By Michael Stanes, Investment Director at Heartwood Investment Management
Japanese equities have surged ahead since the start of this year despite lacklustre growth. Economic trends are starting to gather momentum more recently, but what is enthusing investors more is the perception that Japan is changing.
As careful as one has to be in using this trite phrase…developments in Japan appear to be different this time. We are optimistic that perception may actually be morphing into real change. But rather than being driven by top-down government reforms, an objective supposedly to be filled by the ‘third arrow’ of Abenomics, changes are afoot at the corporate level due to an increasing focus on shareholder rights.
Japan’s first corporate governance code came into effect on 1st June with the intention of improving transparency and accountability to shareholders, such as the appointment of independent outside directors. Potentially, it represents a watershed moment because although the code is voluntary, companies are expected to be ‘shamed’ into following best practice through the tool of moral suasion.
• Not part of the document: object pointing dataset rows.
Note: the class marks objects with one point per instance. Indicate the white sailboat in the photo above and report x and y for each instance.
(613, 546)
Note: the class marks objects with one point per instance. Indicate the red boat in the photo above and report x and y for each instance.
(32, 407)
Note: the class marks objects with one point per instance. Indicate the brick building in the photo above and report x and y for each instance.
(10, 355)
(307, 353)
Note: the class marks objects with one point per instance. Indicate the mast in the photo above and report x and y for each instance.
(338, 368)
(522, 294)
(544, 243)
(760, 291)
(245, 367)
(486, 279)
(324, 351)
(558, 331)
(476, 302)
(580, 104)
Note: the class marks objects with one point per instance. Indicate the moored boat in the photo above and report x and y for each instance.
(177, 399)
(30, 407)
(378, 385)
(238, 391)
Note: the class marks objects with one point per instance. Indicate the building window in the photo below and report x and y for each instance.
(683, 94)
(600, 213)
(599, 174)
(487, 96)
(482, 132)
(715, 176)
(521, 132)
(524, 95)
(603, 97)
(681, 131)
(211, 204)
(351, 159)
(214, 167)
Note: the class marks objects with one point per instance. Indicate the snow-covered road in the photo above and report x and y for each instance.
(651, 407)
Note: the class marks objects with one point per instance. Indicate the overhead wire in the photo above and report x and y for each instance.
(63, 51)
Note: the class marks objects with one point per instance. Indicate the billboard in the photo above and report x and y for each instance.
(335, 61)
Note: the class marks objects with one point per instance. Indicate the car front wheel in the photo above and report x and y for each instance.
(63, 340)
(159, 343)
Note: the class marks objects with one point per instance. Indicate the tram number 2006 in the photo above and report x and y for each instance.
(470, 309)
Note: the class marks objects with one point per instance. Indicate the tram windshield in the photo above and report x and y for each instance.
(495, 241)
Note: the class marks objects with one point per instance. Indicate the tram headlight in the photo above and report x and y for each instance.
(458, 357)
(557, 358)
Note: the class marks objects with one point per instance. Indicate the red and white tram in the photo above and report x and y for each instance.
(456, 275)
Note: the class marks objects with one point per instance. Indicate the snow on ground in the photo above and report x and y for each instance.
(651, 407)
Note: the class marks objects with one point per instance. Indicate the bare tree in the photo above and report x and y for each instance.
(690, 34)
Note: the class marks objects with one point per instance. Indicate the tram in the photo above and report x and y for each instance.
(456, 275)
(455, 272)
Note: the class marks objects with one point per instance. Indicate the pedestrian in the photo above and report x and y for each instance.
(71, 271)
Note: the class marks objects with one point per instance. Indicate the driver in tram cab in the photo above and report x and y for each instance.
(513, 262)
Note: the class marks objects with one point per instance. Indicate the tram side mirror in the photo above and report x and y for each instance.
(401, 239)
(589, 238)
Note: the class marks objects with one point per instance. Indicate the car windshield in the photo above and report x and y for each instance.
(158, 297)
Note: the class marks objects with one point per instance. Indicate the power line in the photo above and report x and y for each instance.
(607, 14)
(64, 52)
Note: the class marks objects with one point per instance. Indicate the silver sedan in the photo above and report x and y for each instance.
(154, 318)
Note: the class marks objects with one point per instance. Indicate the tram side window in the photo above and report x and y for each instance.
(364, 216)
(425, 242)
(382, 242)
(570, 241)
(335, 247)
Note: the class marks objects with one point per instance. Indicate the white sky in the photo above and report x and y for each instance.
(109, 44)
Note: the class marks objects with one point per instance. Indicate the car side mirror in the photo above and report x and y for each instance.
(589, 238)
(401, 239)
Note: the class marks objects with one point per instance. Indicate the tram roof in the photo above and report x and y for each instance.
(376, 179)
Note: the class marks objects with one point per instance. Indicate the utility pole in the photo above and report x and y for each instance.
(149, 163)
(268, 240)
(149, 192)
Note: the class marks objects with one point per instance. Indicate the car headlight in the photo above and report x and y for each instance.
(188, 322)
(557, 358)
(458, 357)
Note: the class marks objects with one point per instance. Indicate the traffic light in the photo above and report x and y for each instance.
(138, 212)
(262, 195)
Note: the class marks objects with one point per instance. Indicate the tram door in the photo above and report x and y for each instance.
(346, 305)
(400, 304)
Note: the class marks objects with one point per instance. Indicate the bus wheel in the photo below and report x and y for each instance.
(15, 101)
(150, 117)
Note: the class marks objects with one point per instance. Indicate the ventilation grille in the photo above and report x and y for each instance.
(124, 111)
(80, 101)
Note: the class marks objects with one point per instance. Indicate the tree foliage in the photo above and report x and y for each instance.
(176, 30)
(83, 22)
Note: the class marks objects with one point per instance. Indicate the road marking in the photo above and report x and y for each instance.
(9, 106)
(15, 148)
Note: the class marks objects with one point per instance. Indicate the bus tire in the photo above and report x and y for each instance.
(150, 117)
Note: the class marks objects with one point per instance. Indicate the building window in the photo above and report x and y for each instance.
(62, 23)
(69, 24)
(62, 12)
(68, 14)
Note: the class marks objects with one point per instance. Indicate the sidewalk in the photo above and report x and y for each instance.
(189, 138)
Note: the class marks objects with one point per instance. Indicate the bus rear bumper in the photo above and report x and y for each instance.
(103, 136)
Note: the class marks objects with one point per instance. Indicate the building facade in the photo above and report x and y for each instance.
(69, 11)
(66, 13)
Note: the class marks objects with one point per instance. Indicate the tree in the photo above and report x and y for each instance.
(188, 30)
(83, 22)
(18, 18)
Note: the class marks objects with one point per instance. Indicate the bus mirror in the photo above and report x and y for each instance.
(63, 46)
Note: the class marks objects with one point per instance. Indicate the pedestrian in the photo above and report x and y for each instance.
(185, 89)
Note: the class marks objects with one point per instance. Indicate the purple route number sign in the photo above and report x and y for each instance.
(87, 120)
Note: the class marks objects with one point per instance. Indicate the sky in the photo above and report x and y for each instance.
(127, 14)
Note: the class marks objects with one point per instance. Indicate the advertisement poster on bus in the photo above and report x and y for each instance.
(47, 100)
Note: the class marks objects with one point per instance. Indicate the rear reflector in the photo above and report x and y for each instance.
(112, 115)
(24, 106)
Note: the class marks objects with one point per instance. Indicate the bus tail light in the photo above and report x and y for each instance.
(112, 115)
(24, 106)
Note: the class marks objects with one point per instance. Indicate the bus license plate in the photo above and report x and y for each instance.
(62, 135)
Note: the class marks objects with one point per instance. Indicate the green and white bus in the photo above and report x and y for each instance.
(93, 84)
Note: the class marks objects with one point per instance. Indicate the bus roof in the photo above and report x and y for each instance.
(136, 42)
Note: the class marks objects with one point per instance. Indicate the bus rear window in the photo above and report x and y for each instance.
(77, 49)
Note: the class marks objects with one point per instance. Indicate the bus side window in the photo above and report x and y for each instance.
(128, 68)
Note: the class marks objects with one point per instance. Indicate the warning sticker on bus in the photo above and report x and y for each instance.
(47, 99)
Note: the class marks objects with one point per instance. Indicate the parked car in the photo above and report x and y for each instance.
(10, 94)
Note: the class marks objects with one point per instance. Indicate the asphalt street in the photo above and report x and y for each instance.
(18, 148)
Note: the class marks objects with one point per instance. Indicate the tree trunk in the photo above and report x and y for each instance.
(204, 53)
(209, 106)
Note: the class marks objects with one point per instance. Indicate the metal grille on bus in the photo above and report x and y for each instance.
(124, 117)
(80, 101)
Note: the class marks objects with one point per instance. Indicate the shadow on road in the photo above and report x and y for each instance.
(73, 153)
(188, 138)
The pressure to conform is being seen in other areas too as the accepted norms are reshaped. The recent launch of the JPX-Nikkei 400, dubbed ‘the shareholder friendly index’ due to its strong focus on return on capital, is already encouraging Japanese corporates to strive towards being part of the ‘good company club’. There have also been more examples of shareholder activism to improve shareholder returns. Japan’s largest institutional investor Nippon Life has stated that it would consider exercising voting rights for companies that fall short of expected standards, including delivering an average of 5% return on equity over five successive years.
All of these developments form part of a broader effort to unlock shareholder value. Corporate Japan is in relatively rude health, owing to years of balance sheet repair and deleveraging. The debt to equity ratio of non-financial Japanese corporates stands at a 20-year low [Source: Barclays] and that downward trend has continued over the past year, in contrast with the US. Cash balances have increased significantly where the average Japanese company sits on 20% of its market value, largely due to capital expenditure restraint and improving profitability -Japanese companies are the most profitable in 30 years.
And shareholders are starting to be rewarded. Dividend pay-outs and share buyback activity exceeded expectations in May. Share buybacks reached nearly ¥1 trillion, a record for a single month. Combining dividends and buybacks, Japanese companies continue to yield considerably less than US companies. However, US companies are paying out over 100% of their earnings in the form of dividends and buybacks. The average Japanese company pay-out ratio is just 50%.
With his popularity highly correlated to the performance of Japanese equities, Abe also appears to be latching onto the agenda of shareholder rights. It is increasingly directing the ‘third arrow’ of his economic policies, where he has a better chance of demonstrable success.
All of these trends raise our confidence that the positive equity momentum can be sustained, in a market where foreign investors continue to remain underweight, although they are beginning to get interested. Reassuringly, economic trends are also starting to turn gradually, including a recovery in manufacturing, an improving labour market and higher levels of bank lending. Markets are overlooking the fact that structural reforms are proceeding at a frustratingly slow pace, but instead are focussing on companies’ efforts to create shareholder value. Of course, there is a danger that this momentum could be vulnerable in the short term, but the longer-term shift appears to be one of a strengthening Japanese equity market.
In terms of our own position in Japanese equities, we held a zero weight position for more than 18 months until July 2014. We are now committed to an active overweight in Japanese equity, currently on a 50/50 hedged basis. We also believe that the Japanese yen is beginning to reach interesting levels – the real effective exchange rate is at its lowest since the early 1980s – prompting the Bank of Japan’s Governor Kuroda to take the unusual step of expressing concern that the valuation of the yen is too low.